Simplification of EU/UK drug product batch release process

                                                                 - Ganadhish Kamat

As per Annex 16 of EU Guidelines for Good Manufacturing Practice for Medicinal Products for Human and Veterinary Use, each lot of drug product has to go through QP release process in EU. Similar procedure exists in UK. As per this guideline QP is responsible for ensuring that each individual batch has been manufactured and checked in compliance with laws in force in the Member State where certification takes place, in accordance with the requirements of the marketing authorisation (MA) and with Good Manufacturing Practice (GMP).
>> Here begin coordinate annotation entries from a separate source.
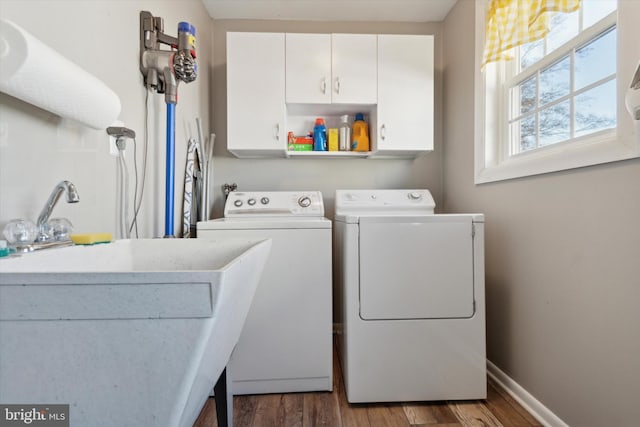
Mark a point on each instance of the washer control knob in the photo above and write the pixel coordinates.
(304, 201)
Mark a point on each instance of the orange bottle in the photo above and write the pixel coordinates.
(360, 134)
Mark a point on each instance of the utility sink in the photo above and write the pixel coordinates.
(134, 332)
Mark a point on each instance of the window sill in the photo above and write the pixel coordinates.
(560, 158)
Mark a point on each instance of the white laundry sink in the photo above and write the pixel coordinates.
(130, 333)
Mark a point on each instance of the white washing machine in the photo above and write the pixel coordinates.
(411, 290)
(286, 343)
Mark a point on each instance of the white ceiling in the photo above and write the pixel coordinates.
(331, 10)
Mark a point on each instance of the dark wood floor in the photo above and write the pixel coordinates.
(333, 410)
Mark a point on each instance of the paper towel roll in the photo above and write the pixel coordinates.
(35, 73)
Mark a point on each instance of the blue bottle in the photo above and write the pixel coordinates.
(319, 136)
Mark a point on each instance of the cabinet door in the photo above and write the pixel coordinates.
(353, 67)
(405, 93)
(308, 68)
(255, 94)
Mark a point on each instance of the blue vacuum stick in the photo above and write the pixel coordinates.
(162, 71)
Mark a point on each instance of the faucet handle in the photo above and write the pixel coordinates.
(20, 232)
(60, 229)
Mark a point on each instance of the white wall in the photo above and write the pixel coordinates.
(562, 251)
(325, 175)
(38, 149)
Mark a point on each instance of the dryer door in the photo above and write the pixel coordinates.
(416, 267)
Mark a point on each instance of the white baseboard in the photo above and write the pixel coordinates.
(524, 398)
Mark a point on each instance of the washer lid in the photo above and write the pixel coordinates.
(274, 204)
(264, 223)
(384, 202)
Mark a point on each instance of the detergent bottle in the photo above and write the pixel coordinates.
(360, 137)
(319, 136)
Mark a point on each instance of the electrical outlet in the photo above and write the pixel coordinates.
(113, 148)
(4, 134)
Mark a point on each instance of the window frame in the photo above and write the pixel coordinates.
(492, 160)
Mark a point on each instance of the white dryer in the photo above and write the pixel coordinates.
(411, 290)
(286, 343)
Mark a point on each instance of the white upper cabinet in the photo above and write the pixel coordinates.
(255, 94)
(308, 68)
(331, 68)
(279, 82)
(405, 94)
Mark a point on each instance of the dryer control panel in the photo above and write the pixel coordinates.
(384, 202)
(274, 204)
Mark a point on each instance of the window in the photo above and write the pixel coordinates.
(560, 103)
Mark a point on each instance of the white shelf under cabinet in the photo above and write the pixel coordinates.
(330, 154)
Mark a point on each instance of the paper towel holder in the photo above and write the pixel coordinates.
(65, 89)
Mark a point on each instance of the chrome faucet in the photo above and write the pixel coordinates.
(72, 197)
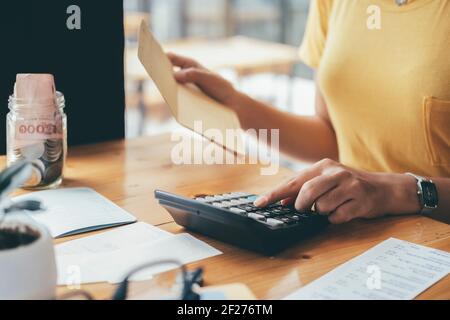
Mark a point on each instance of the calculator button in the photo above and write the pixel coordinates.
(241, 194)
(274, 223)
(238, 211)
(245, 201)
(294, 217)
(256, 216)
(288, 220)
(218, 204)
(266, 214)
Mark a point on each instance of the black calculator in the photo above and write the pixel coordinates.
(233, 218)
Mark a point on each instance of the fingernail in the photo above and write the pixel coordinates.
(261, 202)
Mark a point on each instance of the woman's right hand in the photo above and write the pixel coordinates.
(210, 83)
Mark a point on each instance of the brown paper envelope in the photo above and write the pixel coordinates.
(187, 103)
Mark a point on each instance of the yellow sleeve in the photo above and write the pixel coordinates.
(316, 33)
For the batches manufactured outside EU/UK, apart from above requirement, QP has to ensure that storage conditions have been maintained during transportation and each batch has to be fully tested in a Member state. After the prescribed timeline in Brexit agreement, separate testing will be required in UK and EU. Of course while QP is responsible for the batch release, overall responsibility of ensuring quality and compliance lies with Marketing Authorization Holder.
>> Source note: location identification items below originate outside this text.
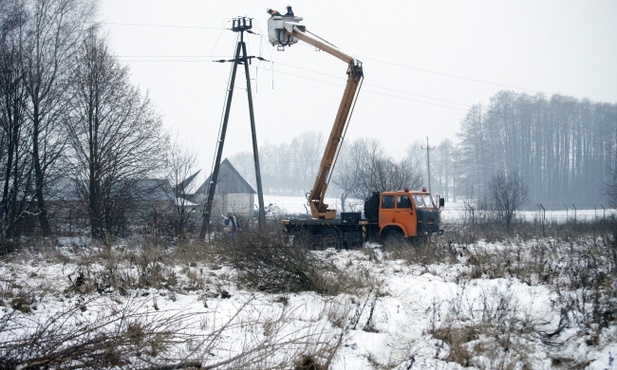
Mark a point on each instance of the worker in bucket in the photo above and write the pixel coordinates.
(273, 13)
(231, 223)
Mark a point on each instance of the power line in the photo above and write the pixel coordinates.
(159, 25)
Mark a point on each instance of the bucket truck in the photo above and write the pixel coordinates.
(389, 215)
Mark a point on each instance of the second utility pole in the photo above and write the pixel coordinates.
(428, 163)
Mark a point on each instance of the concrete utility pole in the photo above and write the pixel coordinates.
(240, 25)
(428, 163)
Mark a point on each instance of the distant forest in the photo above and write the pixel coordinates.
(564, 149)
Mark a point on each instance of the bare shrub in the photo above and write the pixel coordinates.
(122, 337)
(483, 329)
(269, 263)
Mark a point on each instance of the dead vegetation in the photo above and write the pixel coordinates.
(483, 325)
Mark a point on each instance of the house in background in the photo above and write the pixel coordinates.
(232, 193)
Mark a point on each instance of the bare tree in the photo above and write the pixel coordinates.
(15, 164)
(181, 170)
(507, 193)
(365, 168)
(114, 136)
(611, 185)
(48, 42)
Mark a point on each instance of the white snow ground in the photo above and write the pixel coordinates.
(385, 327)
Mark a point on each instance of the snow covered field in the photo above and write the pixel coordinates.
(546, 303)
(406, 313)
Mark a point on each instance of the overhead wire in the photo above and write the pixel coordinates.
(372, 88)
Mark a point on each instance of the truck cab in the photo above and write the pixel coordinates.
(404, 214)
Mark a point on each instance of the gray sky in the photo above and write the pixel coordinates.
(425, 63)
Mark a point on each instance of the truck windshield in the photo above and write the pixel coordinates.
(428, 201)
(423, 201)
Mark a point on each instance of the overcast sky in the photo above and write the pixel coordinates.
(425, 63)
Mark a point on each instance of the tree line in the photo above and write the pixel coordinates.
(69, 120)
(563, 150)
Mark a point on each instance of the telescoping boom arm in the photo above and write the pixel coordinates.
(285, 31)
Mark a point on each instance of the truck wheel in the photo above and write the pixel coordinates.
(392, 238)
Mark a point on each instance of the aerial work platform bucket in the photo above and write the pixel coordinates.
(280, 29)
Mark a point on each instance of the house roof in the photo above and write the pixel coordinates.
(229, 181)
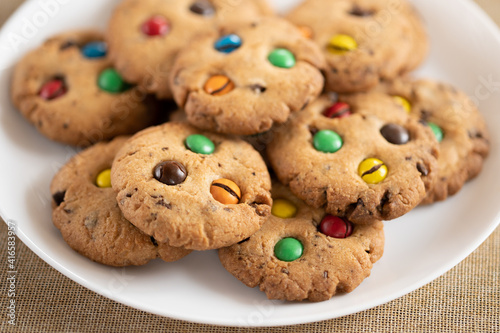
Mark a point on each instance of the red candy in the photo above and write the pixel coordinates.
(338, 110)
(53, 89)
(336, 227)
(156, 26)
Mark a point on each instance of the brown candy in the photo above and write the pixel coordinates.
(170, 173)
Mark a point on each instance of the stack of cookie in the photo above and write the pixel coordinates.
(321, 100)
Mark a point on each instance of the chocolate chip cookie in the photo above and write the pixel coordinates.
(192, 188)
(145, 35)
(303, 253)
(458, 125)
(87, 214)
(69, 90)
(363, 40)
(244, 78)
(372, 161)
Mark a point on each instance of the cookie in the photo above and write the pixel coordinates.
(303, 253)
(458, 124)
(146, 35)
(246, 77)
(194, 189)
(373, 161)
(363, 40)
(87, 214)
(68, 89)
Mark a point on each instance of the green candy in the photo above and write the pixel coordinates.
(282, 58)
(438, 132)
(288, 249)
(327, 141)
(110, 81)
(200, 144)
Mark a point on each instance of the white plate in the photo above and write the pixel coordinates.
(420, 246)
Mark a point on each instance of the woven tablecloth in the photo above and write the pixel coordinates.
(466, 299)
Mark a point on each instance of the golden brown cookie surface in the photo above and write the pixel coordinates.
(192, 188)
(244, 78)
(87, 214)
(303, 253)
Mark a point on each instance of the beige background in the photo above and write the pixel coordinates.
(466, 299)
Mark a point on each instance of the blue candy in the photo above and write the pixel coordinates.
(95, 50)
(228, 43)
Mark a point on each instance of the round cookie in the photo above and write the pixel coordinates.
(69, 91)
(252, 76)
(363, 40)
(87, 214)
(145, 35)
(349, 166)
(292, 258)
(465, 140)
(191, 188)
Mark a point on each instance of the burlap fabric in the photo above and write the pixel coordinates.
(466, 299)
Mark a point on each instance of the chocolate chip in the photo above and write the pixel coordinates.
(257, 88)
(244, 241)
(68, 44)
(202, 7)
(422, 169)
(170, 173)
(164, 204)
(358, 11)
(395, 134)
(59, 197)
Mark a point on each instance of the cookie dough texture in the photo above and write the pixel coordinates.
(332, 180)
(85, 114)
(390, 36)
(89, 218)
(466, 141)
(147, 61)
(327, 266)
(264, 94)
(187, 215)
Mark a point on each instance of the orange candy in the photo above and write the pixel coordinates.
(226, 192)
(218, 85)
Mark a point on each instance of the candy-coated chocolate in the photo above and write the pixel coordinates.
(438, 132)
(395, 134)
(327, 141)
(336, 227)
(228, 43)
(373, 170)
(202, 7)
(110, 81)
(53, 89)
(103, 179)
(282, 58)
(225, 191)
(156, 26)
(288, 249)
(283, 208)
(218, 85)
(338, 110)
(306, 31)
(340, 44)
(95, 50)
(200, 144)
(403, 102)
(170, 173)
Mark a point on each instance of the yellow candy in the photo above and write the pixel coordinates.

It has been well accepted fact that quality of the product cannot be assured by testing but same has to be built in the design and assured by implementing appropriate controls in the manufacturing process. So, the major steps contributing to the quality of the drug product are Product development and manufacturing (including packaging). ICH Q8 (QbD) and current guideline on Process validation require that all the variables related to materials and process are well understood and appropriate control strategy is established during design stage to ensure quality of the product throughout the shelf-life. The adequacy of these controls and the capability of the process is verified during process performance qualification stage.  Continued process verification ensures that process remains within control throughout the product lifecycle. Manufacturing process also involves various in-process checks and monitoring steps to assure that the process steps remain under control throughout the batch. With all these controls in place, the end product testing which is performed on a small sample taken from the batch is mere formality to confirm that the product meets the specification. Level of assurance provided by such testing is quite insignificant because of the small sample size used in various tests irrespective of the batch sizes which can be as high as few million units. Sample sizes for different tests performed on the drug product are indicated below –

·        Assay (content of drug in the product) – 10 to 20 units

·        Uniformity of dosage form – 10 units

·        Dissolution rate – 6 units

·        Related substances – Powder equivalent to 1- 5 units

·        Sterility testing – 20 units

Out of the above tests, least assurance is provided by sterility test. For instance, if a batch of 10,000 units has 10 non-sterile units, there is 98% probability that batch will pass the sterility test.

In spite of all these limitations in the end product testing and in spite of the fact that each batch is tested by the manufacturer prior to release, performing the testing again in EU member state is a non-value adding step. Apart from the testing cost, it results in delay of release of batches anywhere from 15days to few months after the shipment reaches EU/UK. The testing cost per batch ranges from around 1500 Euros to 4000 Euros per batch depending upon the type of the product and the test involved. Apart from the batch testing cost, there is significant amount of set up cost related to analytical method transfer, supply of standards, columns etc. All these costs get added to the cost of medicines and are finally borne by the patients without getting any additional benefit.

When EMEA / MHRA can trust manufactures to perform major quality contributing steps of development and manufacturing, there is no reason not to trust them for minor step of end product testing. EMEA / MHRA perform periodic audits of all the manufacturing sites and these audits cover the review of laboratory systems and controls. With implementation of Annex 11 requirements in the QC laboratories, there is high level of assurance about the analytical results generated by the manufacturer and there is no reason not to believe them when all other data related to development and manufacturing is believed. It may be noted that India exports medicines to countries all over the world, with nearly 50% exports going to USA. No other countries have such requirement of testing each batch before release.

The requirement of performing testing in member state might have been put in place earlier due to absence of mature quality systems, lack of good distribution systems and lack of controls like Annex 11. Now with improvement is all these aspects time has come to eliminate this non-value adding step in QP release so that citizens in EU & UK can get faster access to high quality medicines at lower cost.